Au-delà du réalisme spéculatif, il existe une « réalité » pour les artistes et les monde de l’art – réalité financière pour les artistes ou réalité politique locale pour les dirigeants d’institutions. Comment envisageriez-vous une politique culturelle qui permette de dépasser le « fétichisme sec » actuel ?

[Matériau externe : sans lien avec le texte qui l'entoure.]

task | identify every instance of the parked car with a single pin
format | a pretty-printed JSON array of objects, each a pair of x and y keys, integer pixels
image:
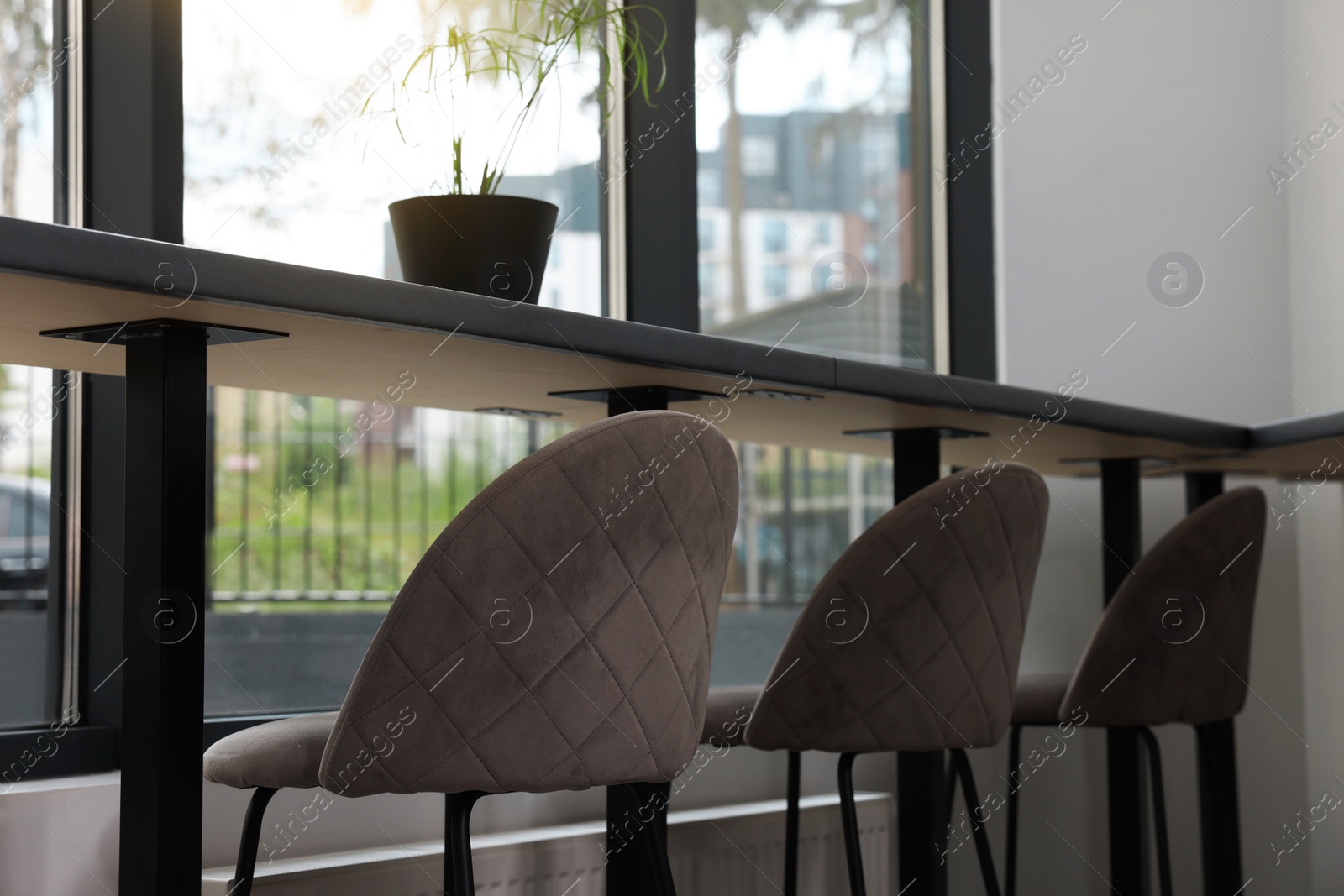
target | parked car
[{"x": 24, "y": 528}]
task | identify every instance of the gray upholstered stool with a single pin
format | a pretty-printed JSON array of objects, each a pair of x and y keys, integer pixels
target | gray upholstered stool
[
  {"x": 911, "y": 642},
  {"x": 557, "y": 636},
  {"x": 1173, "y": 647}
]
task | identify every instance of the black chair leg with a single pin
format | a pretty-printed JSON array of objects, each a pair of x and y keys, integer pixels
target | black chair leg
[
  {"x": 241, "y": 884},
  {"x": 790, "y": 826},
  {"x": 1011, "y": 859},
  {"x": 459, "y": 879},
  {"x": 850, "y": 819},
  {"x": 1155, "y": 768},
  {"x": 638, "y": 840},
  {"x": 978, "y": 829}
]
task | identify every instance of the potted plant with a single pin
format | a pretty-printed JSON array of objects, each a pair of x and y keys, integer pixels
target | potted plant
[{"x": 470, "y": 238}]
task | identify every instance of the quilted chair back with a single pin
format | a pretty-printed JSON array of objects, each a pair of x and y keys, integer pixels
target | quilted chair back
[
  {"x": 911, "y": 640},
  {"x": 558, "y": 633},
  {"x": 1175, "y": 642}
]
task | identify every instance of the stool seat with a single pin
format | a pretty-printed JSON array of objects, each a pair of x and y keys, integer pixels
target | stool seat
[
  {"x": 286, "y": 752},
  {"x": 1038, "y": 698},
  {"x": 726, "y": 715}
]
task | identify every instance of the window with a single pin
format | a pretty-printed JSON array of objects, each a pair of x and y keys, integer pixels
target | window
[
  {"x": 26, "y": 411},
  {"x": 284, "y": 163},
  {"x": 27, "y": 76},
  {"x": 812, "y": 123},
  {"x": 316, "y": 527},
  {"x": 799, "y": 511},
  {"x": 709, "y": 275},
  {"x": 705, "y": 234}
]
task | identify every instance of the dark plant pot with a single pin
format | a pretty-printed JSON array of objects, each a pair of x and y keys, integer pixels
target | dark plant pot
[{"x": 486, "y": 244}]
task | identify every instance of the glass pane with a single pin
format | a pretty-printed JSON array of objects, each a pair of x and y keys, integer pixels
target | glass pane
[
  {"x": 322, "y": 508},
  {"x": 26, "y": 110},
  {"x": 810, "y": 134},
  {"x": 26, "y": 411},
  {"x": 286, "y": 163},
  {"x": 799, "y": 511}
]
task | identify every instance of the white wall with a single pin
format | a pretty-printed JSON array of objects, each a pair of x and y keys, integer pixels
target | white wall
[
  {"x": 1158, "y": 141},
  {"x": 1316, "y": 273}
]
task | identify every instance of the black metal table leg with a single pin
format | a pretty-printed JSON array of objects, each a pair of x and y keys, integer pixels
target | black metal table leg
[
  {"x": 163, "y": 692},
  {"x": 790, "y": 825},
  {"x": 638, "y": 815},
  {"x": 1215, "y": 743},
  {"x": 1121, "y": 546},
  {"x": 921, "y": 777}
]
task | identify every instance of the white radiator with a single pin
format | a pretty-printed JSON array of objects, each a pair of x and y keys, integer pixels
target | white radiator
[{"x": 726, "y": 851}]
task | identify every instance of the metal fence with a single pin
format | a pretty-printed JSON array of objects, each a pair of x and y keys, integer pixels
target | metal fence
[{"x": 324, "y": 500}]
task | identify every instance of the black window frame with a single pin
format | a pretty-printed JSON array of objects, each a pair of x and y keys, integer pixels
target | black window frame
[{"x": 125, "y": 175}]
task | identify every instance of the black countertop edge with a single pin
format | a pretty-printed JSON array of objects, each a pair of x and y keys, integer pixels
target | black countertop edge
[
  {"x": 139, "y": 265},
  {"x": 1299, "y": 429},
  {"x": 127, "y": 262},
  {"x": 983, "y": 396}
]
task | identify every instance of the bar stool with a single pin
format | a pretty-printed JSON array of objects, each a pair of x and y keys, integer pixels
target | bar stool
[
  {"x": 554, "y": 637},
  {"x": 909, "y": 642},
  {"x": 1173, "y": 647}
]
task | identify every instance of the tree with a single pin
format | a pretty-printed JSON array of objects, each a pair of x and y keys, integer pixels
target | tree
[{"x": 26, "y": 54}]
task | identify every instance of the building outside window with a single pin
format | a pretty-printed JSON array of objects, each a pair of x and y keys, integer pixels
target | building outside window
[{"x": 815, "y": 129}]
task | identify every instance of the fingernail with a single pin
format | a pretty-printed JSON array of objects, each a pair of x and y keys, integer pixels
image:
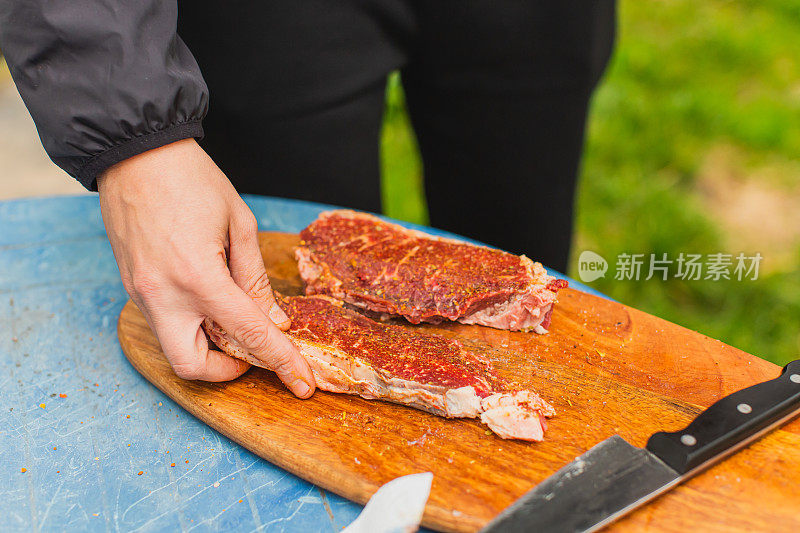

J’ai passé l’essentiel de ma carrière dans des institutions publiques, en France ou à l’étranger. Ce qui est frappant en France, c’est la lente désagrégation de la notion même de politique culturelle : toute volonté d’ensemble semble avoir disparu. Ne reste qu’un réseau à la merci des pouvoirs municipaux ou régionaux. À partir de ce constat, il me semble que la distinction entre secteurs public et privé doit être repensée, et que l’effort collectif devrait consister à défendre les mêmes valeurs dans les institutions républicaines comme dans la société civile. Et la valeur suprême, c’est pour moi l’éducation : la diffusion des savoirs, qui devrait irriguer tous les territoires, toutes les strates sociales. Tout centre d’art est une potentielle université sauvage… Dans cette optique, il faudrait dé-normer, déstandardiser les lieux de culture : pour résumer ma pensée en une formule, je dirais avec Nietzsche qu’« il n’y a pas de faits, seulement des interprétations », et que la culture est la somme d’une pluralité d’interprétations de la culture. Une politique culturelle est une alliance de singularités, une convergence politique vers un horizon commun. Ce que j’appelle le « fétichisme sec », c’est le fétichisme sans contenu qui caractérise les sociétés capitalistes : l’adoration de l’objet, enveloppé dans ce que Marx nommait « l’équivalent général abstrait », l’argent. Disons que je prône une politique des sujets.